AVONA
Awali (Agencia Fides) – “Como guía de la Iglesia católica del Vicariato Apostólico de Arabia del Norte y como Obispo del Reino de Bahréin, y en nombre de toda la comunidad cristiana católica -sacerdotes, religiosos, religiosas y fieles laicos- que represento, deseo dirigirme a ustedes en estos días difíciles, marcados por el dolor y la incertidumbre de la guerra, con palabras de aliento y esperanza”.
A casi una semana del inicio de los conflictos bélicos en la zona del Golfo (véase Fides 28/2/2026), el Vicario Apostólico, el obispo Aldo Berardi, O.SS.T., se ha dirigido al rey Hamad bin Isa bin Salman Al Khalifa, al príncipe heredero Salman bin Hamad bin Isa Al Khalifa, a los miembros del Gobierno, a los ciudadanos de Baréin y a todos sus residentes, deseando paz y serenidad para todos.

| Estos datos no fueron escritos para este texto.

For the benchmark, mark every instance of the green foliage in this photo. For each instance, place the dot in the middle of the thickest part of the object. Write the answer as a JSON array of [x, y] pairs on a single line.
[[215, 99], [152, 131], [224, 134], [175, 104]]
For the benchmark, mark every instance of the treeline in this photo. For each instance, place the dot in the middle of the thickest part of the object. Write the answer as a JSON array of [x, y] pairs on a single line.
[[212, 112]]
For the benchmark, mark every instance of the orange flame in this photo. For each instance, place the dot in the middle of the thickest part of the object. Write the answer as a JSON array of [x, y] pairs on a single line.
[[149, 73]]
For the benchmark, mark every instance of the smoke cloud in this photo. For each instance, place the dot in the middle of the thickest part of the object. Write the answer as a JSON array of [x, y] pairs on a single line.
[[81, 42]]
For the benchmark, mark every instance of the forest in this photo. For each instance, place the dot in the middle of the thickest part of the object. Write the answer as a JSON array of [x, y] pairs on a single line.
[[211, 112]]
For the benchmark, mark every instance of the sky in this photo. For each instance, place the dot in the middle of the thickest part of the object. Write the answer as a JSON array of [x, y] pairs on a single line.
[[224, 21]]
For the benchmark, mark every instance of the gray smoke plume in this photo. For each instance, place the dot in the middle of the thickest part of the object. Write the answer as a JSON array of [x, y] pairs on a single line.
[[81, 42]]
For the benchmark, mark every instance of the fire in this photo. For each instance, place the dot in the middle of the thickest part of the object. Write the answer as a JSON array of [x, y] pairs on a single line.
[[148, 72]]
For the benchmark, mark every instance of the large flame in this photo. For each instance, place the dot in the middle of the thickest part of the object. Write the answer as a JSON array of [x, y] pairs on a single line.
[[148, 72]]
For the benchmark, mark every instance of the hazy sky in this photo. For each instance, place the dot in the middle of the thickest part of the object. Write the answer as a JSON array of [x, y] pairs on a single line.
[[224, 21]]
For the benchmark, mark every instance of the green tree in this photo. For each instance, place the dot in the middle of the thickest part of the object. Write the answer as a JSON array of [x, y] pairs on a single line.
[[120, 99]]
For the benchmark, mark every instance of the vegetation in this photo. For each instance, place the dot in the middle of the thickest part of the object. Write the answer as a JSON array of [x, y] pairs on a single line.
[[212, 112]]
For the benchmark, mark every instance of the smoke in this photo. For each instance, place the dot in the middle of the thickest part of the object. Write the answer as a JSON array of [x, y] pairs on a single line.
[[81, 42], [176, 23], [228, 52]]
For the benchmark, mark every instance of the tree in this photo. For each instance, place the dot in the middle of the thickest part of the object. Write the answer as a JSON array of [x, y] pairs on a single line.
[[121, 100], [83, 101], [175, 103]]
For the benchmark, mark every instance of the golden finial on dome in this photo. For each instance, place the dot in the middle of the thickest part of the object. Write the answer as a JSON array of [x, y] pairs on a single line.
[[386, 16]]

“El estallido de esta guerra nos ha encontrado a todos, tanto a la comunidad musulmana como a la cristiana, en un período religioso particularmente importante para cada una de ellas: respectivamente el mes sagrado del Ramadán y el gran ayuno de cuarenta días de la Cuaresma -prosigue el obispo-. Estos dos tiempos sagrados, no por coincidencia sino por providencia divina, este año comenzaron el mismo día, el 18 de febrero. Musulmanes y cristianos hemos iniciado este camino juntos, recordándonos la fragilidad de nuestras vidas –algo que la guerra hace aún más evidente-, la caducidad de nuestra existencia en esta tierra y, por tanto, la necesidad de volvernos con todo el corazón a Dios, ayunando y arrepintiéndonos por nuestras culpas y por los pecados del mundo”.
“Que este camino de Ramadán y Cuaresma, que hemos comenzado juntos, nos una también en estos momentos difíciles marcados por el conflicto, trabajando incansablemente en la búsqueda de caminos que conduzcan a la paz, con el deseo de volver a tiempos de serenidad, tanto para el pueblo del Reino de Bahréin en particular como para toda la región de Oriente Medio. A través del ayuno y la oración constante y sincera, que brota de corazones necesitados de consuelo y ayuda, podemos interceder ante el único Dios, el Dios de nuestro patriarca Abraham, para el restablecimiento de la paz”.
“Pido a Dios de modo especial que consuele a todas las familias que han perdido a sus seres queridos; rezo también por las almas de quienes han muerto durante esta guerra y por todos aquellos que, de un modo u otro, se ven afectados física, psicológica, espiritual y materialmente por este conflicto. Somos constructores de paz, como nos recuerda Jesucristo en el Sermón de la Montaña, y pedimos a Dios que inspire caminos de unidad para que el estruendo de los misiles cese y podamos, de una vez por todas, vivir en comunión en una tierra -Oriente Medio- tan a menudo marcada, por desgracia, por la división. Deseo también expresar mi sincera gratitud a todos aquellos que, con responsabilidad y dedicación, defienden nuestras fronteras y salvaguardan la seguridad del Reino”.
“Que el Reino de Bahréin, que siempre se ha distinguido como una nación donde prevalecen la armonía, el respeto mutuo y la tolerancia, continúe brillando como un faro de convivencia y esperanza en esta región; y que Dios Todopoderoso bendiga a su pueblo, preserve su estabilidad y le conceda el don duradero y precioso de la paz”.